Amid the cold mid-autumn weather of October in London, Burmese people made a long line waiting for the screening of the revolutionary film. The film was called “The Road Not Taken”, directed by Ko Pauk. London had the first show and the organizers were excited for the show which turned out to be a very successful opening.
The film then traveled around the world to Burmese diaspora communities, making trips to Australia, New Zealand, Japan, South Korea, Switzerland, Jamaica, the United States, Canada, Germany, Italy, France,Sweden, Norway, Malaysia, Taiwan, India and Singapore. It was screened with subtitles in each national language for non-Burmese audiences who support the Myanmar democracy movement as well. The film tickets were sold out within a few days. All the screening halls in each country were full. Some even had to add extra screening dates and extend to other cities of the same country. Though previously ‘Sa-Mhat (Starting Point)’ was the first ever short revolutionary film to raise funds by selling the movie tickets and screening through the telegram channels, this film of Ko Pauk was the first of its own kind to make it to screens physically to raise funds needed to sustain the people’s resistance movement against military rule.
Burmese people have no shortage of creative ideas to raise funds for the revolution as no other outside support has been received substantially. And this time– it is a film.

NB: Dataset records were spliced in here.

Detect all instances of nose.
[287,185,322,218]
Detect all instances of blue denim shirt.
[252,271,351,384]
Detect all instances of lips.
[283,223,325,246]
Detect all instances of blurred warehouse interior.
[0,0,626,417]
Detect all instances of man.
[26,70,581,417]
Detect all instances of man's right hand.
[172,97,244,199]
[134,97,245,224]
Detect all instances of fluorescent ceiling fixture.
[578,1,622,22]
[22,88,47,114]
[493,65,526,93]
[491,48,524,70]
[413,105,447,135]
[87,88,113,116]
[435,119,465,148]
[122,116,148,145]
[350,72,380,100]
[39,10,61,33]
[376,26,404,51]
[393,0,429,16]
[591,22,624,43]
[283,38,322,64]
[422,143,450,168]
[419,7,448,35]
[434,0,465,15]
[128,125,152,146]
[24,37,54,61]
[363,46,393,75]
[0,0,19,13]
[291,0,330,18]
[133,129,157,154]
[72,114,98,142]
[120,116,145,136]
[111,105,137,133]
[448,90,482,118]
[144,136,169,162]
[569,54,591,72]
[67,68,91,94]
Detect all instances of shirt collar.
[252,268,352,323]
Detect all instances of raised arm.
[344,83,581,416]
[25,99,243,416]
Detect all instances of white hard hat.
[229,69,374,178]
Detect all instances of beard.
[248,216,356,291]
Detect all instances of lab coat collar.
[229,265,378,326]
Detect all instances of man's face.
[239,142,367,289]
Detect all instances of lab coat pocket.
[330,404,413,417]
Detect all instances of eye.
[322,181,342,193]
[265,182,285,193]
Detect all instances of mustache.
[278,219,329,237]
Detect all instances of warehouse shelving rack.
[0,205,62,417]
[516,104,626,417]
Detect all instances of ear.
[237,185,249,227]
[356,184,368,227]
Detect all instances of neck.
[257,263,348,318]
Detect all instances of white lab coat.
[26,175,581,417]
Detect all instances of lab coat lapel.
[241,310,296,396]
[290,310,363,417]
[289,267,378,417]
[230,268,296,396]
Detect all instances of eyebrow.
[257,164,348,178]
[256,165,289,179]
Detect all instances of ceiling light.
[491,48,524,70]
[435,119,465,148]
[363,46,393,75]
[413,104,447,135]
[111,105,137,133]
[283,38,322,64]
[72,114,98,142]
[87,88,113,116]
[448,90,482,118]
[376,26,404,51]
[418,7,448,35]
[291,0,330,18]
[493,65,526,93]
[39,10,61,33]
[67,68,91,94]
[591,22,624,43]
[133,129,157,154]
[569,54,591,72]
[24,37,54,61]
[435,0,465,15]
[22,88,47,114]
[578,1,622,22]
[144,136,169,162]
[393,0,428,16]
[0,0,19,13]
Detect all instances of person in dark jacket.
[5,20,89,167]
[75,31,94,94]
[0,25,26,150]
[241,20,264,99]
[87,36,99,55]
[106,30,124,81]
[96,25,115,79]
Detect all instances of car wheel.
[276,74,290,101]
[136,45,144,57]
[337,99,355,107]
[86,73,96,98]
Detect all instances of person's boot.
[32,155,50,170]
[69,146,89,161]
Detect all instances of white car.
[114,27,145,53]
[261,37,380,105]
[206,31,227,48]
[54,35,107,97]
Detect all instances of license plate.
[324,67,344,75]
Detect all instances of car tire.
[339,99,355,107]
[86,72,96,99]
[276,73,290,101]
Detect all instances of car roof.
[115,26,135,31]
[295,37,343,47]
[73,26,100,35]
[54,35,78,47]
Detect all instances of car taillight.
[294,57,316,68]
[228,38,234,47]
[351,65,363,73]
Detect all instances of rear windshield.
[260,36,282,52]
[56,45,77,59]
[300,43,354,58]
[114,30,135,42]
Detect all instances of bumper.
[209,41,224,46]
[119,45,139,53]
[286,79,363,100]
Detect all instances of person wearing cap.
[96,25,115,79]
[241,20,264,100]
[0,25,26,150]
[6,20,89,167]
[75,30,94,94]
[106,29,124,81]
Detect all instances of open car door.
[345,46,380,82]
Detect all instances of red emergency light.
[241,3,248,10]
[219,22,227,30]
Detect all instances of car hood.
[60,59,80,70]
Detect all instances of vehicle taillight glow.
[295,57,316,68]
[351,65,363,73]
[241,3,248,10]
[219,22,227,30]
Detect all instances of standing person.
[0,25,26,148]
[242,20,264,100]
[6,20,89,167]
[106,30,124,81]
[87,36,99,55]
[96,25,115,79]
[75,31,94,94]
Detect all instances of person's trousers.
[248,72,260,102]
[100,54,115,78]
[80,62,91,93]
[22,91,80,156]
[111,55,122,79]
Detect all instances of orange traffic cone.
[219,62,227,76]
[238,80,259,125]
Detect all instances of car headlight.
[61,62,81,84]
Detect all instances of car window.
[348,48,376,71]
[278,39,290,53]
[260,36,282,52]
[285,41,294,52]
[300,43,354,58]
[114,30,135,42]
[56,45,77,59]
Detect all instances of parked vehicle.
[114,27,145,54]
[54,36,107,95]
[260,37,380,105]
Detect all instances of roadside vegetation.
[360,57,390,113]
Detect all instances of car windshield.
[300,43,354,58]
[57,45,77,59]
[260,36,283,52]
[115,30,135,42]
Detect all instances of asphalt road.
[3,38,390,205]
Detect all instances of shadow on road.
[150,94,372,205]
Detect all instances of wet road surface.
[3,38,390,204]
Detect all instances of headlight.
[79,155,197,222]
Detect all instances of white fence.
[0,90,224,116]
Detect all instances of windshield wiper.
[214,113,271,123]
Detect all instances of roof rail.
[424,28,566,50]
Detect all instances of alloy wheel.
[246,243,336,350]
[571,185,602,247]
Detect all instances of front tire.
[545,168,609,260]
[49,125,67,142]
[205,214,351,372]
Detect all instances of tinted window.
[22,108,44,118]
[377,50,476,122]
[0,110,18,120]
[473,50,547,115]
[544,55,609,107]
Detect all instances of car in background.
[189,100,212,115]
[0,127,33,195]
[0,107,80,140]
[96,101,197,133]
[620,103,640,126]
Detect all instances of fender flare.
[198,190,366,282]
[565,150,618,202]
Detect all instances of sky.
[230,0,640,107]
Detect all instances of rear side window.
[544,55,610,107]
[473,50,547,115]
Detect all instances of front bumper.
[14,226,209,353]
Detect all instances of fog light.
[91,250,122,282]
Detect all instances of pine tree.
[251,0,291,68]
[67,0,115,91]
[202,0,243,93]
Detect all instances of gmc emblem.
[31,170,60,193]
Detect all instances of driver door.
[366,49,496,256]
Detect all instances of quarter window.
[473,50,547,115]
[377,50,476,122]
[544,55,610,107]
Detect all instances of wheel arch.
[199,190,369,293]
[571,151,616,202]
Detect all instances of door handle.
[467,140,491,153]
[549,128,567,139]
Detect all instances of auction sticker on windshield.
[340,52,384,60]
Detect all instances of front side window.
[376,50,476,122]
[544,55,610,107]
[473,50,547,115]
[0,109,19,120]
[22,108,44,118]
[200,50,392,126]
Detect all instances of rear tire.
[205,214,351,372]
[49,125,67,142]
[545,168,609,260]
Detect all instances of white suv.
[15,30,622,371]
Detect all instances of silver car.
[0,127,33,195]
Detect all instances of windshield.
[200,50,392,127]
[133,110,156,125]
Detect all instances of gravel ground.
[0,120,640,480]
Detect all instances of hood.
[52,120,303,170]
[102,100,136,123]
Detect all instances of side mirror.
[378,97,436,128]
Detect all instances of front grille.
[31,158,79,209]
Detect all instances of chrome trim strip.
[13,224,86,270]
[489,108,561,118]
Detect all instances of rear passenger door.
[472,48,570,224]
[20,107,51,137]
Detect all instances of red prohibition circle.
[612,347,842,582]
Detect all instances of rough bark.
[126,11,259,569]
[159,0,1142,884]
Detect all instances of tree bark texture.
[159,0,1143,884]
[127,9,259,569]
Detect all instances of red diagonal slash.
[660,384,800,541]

The Road Not Taken is based on a true story about a defector from the Myanmar military and his journey to a liberated area under control of the Ethnic-Armed Organization (EAO). The film took the audience back to the beginning months of the coup in 2021 where crowds came out to the streets to demand a return to democracy. People begged the security forces, police and soldiers alike, to join the side of the people, however, they started to shoot unarmed demonstrators. The order from the above to shoot unarmed civilians put some kind-hearted soldiers and police in a dilemma. The main actor of this film was one of the sensible and kind-hearted ones who refused to shoot and decided to leave the army despite the risks. He defected from the army when he was posted on the front line. Away from him, his wife and daughter suffered from the social punishment of the community as the husband was a soldier killing innocent civilians. The film was well-received and many praised the director for having made a film with very limited resources in an EAO-controlled liberated area, where it frequently faces arm clashes between the Karen National Liberation Army (KNLA) and the regime’s forces. In fact, only an iphone was used to shoot the entire film. After the show, director Ko Pauk performed a live unplugged music for the audience and exchanged words of determination to continue fighting against the military.
Myanmar communities abroad are organizing various events to raise funds to support the People Defense Forces (PDF) fighting against the junta soldiers, and also to provide humanitarian aid to the displaced communities in the conflict areas. At such events, the organizers do not just screen films. They also sell handicrafts and Burmese food to raise much-needed funds, but sometimes they request for donations at the event sites. At some events, there were even auctions of jewelry and some treasured items.
From the screening of Ko Pauk’s “The Road Not Taken” in more than 20 countries, about MMK 4600 Lakh (approximately USD 220,000) was raised. This was sent to support the PDFs and urban guerillas as well as people who had contributed to the success of the film in the liberated area where the director currently lives. Many revolutionary films, documentaries and animated short-films have mushroomed by talented artists and directors in exile or even those inside the country but hiding in safe houses. The most internationally-acclaimed and award-winning film is “Myanmar Diaries”, filmed by a group of anonymous young Burmese filmmakers and supported by European film professionals, which has been shown in different film festivals in Europe.
Amidst the ongoing revolution, many amateur filmmakers, both in exile and in the liberated areas, have emerged to create what they experience and what they feel in regards to the fight for democracy. From 2022-2023, more than a dozen short-films related to the revolution have been produced, and they tell the stories about urban guerrillas, tortures inside the prison, the loss of homes to the regime’s scorched-earth tactic, women freedom fighters, and young PDF fighters. Myanmar people are determined to win this fight, and millions of funds are needed to support the PDF and to provide humanitarian assistance to people who have lost everything in the revolution. Among many strategies and ideas to raise funds, films truly are an act of creative resistance.